All trace of Elma's childish nervousness had departed with her fever. She had looked right into other worlds, and it had made an easier thing of this one. Besides, Miss Grace must not be allowed to cry.
Miss Grace did not cry so much as one might have expected. Miss Annie's death was a thing she had feared for twenty-eight years, and Dr. Merryweather had given her no sympathy. He had almost made her think that Annie ought not to consider herself an invalid. How she connected typhoid fever with the neurotic illness which Dr. Merryweather would never acknowledge as an illness, it was difficult to imagine. Certainly, she had the feeling that Annie in a pathetic manner had justified her invalidism at last. It was a sad way in which to recover one's self-respect, but in an unexplained way she felt that with Dr. Merryweather she had recovered her self-respect. She could refer to Miss Annie now, and awaken that twitching of his sympathies which one could see plainly in that rugged often inscrutable face, and feel thereby that she had not misplaced her confidence by giving up all these years to Annie. Indeed, the death of Miss Annie affected Dr. Merryweather far more than one could imagine. As also the sight of Elma, thinned down and fragile, her hair gone and a wig on.
He teased her unmercifully about the wig.
"So long as I look respectable when Mabel and Jean come home! Oh! Dr. Merryweather, please have me looking respectable when Mabel and Jean come home."

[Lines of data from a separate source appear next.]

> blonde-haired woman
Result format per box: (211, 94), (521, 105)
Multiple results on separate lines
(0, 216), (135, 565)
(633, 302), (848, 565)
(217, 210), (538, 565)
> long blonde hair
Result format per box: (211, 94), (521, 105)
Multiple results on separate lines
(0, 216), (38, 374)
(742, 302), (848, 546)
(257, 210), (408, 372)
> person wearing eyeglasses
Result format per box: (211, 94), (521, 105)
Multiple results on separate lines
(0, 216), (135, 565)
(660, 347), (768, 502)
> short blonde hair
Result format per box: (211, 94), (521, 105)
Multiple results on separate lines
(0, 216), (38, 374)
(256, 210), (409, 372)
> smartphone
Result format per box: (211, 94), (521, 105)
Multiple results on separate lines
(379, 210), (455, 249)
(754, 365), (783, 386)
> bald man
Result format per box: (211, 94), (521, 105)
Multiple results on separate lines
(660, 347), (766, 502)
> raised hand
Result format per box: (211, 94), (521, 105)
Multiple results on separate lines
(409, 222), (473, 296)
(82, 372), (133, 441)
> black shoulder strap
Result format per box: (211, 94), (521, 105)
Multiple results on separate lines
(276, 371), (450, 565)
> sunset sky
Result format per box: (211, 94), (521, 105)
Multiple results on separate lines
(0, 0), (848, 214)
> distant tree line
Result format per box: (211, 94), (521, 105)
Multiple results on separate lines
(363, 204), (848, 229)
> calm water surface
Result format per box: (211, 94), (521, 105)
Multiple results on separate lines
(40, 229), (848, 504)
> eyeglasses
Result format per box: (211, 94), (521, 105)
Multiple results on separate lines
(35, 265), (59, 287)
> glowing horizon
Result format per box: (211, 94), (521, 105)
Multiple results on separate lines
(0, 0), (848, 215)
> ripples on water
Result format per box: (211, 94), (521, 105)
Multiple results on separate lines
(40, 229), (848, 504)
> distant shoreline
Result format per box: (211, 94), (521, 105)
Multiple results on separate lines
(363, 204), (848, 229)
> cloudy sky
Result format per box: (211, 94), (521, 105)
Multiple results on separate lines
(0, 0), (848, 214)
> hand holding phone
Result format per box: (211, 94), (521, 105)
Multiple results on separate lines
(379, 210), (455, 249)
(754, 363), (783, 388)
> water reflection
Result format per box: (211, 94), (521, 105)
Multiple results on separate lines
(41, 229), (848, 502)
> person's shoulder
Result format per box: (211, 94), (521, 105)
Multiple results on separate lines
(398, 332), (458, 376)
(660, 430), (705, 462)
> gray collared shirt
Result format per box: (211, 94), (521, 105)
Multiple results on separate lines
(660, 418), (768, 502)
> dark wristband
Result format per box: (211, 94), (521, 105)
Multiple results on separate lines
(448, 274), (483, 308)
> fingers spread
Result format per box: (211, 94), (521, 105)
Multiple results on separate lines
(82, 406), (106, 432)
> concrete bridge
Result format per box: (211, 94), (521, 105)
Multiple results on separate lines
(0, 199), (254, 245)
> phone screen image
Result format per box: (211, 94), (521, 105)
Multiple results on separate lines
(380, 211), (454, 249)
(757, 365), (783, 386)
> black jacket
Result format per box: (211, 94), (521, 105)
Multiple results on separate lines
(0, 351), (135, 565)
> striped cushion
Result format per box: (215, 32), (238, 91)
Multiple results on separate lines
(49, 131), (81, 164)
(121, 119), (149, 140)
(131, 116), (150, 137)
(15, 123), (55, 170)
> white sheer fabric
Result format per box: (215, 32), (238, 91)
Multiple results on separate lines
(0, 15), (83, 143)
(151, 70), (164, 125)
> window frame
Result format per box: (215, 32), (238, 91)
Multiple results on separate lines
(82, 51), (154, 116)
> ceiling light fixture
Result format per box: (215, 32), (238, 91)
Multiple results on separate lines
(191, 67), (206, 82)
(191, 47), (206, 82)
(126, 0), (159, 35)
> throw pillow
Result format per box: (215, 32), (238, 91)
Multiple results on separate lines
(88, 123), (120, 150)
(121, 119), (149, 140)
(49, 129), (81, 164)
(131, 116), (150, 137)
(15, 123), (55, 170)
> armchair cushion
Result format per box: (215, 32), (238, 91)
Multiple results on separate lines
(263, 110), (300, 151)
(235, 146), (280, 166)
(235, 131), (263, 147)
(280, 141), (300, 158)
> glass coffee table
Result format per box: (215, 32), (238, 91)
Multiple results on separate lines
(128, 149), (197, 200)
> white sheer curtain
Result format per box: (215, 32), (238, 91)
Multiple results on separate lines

Dr. Merryweather promised to have her as fat as a pumpkin.
CHAPTER XXV
The Wild Anemone
Mabel and Jean had been successfully deceived up to a certain point in regard to Elma's illness. They were told the facts when the danger was past. It was made clear to them then that the fewer people at home in an illness of that sort the better, while skilled nurses were so conveniently to be had. Mabel pined a little over not having been there to nurse Elma, as though she had landed her sensitive little sister into an illness by leaving too much on her shoulders. The independent vitality of Jean constantly reassured her however.
"She would just have been worse with that scared face of yours at her bedside," Jean would declare. "Every time you think of Elma you get as white as though you were just about to perform in the Queen's Hall. You'll have angina pectoris if you don't look out."